Lawmakers are mulling the possibility of adding an extra tier of unemployment benefits beyond the four tiers currently available for those who have been out of work for over 99 weeks.

However, the hard-fought battle over extending unemployment benefits that played out earlier this month is leaving some lawmakers exhausted.

Sen. Charles Schumer, D-N.Y., recently told an Elmira, N.Y., TV news outlet, WENY-TV, that Congress was working on a bill that would help those who have exhausted the 99 weeks of benefits during the economic downturn, adding a possible Tier 5 of benefits.

“There are a number of people who have maxed out,” he said. “They’re been looking and looking for work, but haven’t found it, and there is a separate act that would extend those benefits to them. Extending this was really important.

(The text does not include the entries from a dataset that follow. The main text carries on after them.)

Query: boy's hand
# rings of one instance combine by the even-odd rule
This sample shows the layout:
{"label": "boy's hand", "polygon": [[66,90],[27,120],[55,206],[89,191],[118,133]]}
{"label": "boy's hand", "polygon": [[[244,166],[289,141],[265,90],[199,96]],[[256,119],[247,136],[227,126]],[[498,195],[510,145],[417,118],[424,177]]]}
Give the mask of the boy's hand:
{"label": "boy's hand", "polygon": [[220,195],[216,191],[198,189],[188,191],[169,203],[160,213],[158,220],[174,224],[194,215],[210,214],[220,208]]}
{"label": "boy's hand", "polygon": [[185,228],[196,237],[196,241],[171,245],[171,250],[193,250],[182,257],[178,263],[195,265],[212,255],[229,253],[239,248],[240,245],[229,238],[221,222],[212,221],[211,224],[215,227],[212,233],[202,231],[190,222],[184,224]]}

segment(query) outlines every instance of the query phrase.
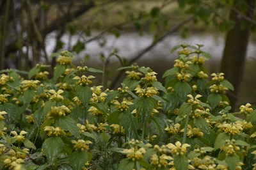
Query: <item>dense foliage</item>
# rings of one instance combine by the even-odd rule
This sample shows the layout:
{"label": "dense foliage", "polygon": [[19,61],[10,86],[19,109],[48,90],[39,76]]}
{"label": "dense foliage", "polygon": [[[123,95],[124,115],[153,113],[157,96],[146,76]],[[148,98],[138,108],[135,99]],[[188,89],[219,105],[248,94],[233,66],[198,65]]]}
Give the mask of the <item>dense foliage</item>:
{"label": "dense foliage", "polygon": [[42,64],[1,70],[1,169],[255,169],[256,111],[229,113],[234,88],[223,73],[208,78],[202,47],[172,49],[165,86],[134,64],[104,89],[92,75],[102,71],[67,51],[52,55],[51,79]]}

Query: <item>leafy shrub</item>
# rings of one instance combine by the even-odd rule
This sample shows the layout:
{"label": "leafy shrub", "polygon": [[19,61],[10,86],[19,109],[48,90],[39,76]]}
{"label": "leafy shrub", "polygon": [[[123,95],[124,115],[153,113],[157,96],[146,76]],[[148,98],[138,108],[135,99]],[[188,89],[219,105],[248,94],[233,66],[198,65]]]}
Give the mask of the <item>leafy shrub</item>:
{"label": "leafy shrub", "polygon": [[93,86],[102,71],[67,51],[54,54],[51,79],[44,65],[28,80],[1,71],[1,169],[255,169],[256,111],[229,113],[234,88],[223,73],[208,78],[202,47],[172,49],[165,86],[136,65],[120,68],[116,90]]}

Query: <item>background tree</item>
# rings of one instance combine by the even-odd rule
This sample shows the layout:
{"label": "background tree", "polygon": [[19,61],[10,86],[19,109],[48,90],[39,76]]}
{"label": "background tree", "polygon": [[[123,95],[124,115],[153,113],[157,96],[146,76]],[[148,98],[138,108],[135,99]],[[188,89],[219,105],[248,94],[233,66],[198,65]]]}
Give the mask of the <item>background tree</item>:
{"label": "background tree", "polygon": [[[181,10],[177,10],[177,3]],[[227,31],[220,72],[234,86],[230,97],[236,105],[250,33],[255,24],[254,6],[254,0],[1,1],[0,69],[28,70],[39,62],[53,68],[55,60],[49,58],[50,53],[63,47],[79,54],[93,41],[104,46],[109,34],[119,37],[125,31],[136,31],[141,36],[145,31],[150,33],[154,38],[152,43],[123,62],[129,65],[171,34],[195,29],[196,24],[197,28],[202,27],[204,23]],[[56,43],[49,52],[47,38],[53,31]],[[74,44],[65,44],[61,40],[67,33],[70,40],[79,35]],[[102,54],[105,66],[109,61],[108,56],[113,51]],[[113,82],[110,86],[117,81]]]}

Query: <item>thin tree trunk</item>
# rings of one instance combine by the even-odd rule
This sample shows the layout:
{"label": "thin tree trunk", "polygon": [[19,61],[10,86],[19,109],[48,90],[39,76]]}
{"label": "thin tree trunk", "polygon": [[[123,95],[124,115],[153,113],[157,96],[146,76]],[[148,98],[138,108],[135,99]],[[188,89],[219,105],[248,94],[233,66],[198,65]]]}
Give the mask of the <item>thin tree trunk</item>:
{"label": "thin tree trunk", "polygon": [[[239,1],[239,0],[236,1],[234,8],[237,8]],[[255,0],[246,0],[246,2],[250,8],[254,9]],[[235,89],[234,91],[230,91],[227,94],[233,111],[237,109],[238,94],[243,79],[250,33],[250,24],[248,24],[245,28],[241,29],[241,22],[244,19],[240,15],[234,10],[230,11],[230,19],[234,21],[236,24],[227,32],[221,64],[221,72],[225,73],[225,78],[233,84]],[[246,17],[252,19],[253,12],[248,10],[246,15]]]}

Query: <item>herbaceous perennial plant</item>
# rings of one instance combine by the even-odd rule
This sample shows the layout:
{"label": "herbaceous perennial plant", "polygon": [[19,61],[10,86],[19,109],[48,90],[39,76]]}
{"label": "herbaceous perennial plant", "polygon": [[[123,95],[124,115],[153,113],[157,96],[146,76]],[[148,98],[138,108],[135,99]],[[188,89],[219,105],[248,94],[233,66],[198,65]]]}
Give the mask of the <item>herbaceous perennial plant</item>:
{"label": "herbaceous perennial plant", "polygon": [[74,66],[68,51],[54,54],[51,78],[42,64],[1,70],[0,169],[256,169],[256,110],[229,112],[233,86],[207,73],[202,47],[172,49],[164,86],[134,64],[106,89],[93,83],[102,71]]}

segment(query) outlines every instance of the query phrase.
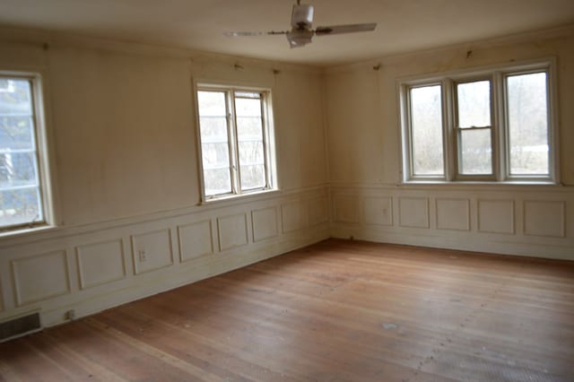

There are some people who go beyond the 99 weeks and we’re going to try to do that next.”

However, Schumer and his staff are reportedly “tired” right now from the recent battle to get the last unemployment extension passed, according to, and further legislation is not likely to emerge until well after the August recess. Schumer has also said that he would need help from at least one Republican to pass such a bill. Schumer’s office did not immediately respond to a request for comment.

Another Democrat, Debbie Stabenow of Michigan, is also reportedly interested in working on extending benefits for the so-called “99ers.” But it may be difficult to add a fifth tier of benefits. House Speaker Nancy Pelosi, D-Calif., has previously indicated that there were no plans for adding an extra tier. But anything can change in Washington, especially with elections approaching.

With the economy still sputtering, and efforts to pass jobs legislation such as the Small Business Jobs Act encountering resistance, it may be necessary to extend benefits further before the crucial midterm elections if the unemployment numbers don't improve faster.

The recently passed unemployment extension will help over 2 million of the unemployed who have exhausted their benefits, but only through the end of November. That will mean millions of nervous voters at the polls on election day.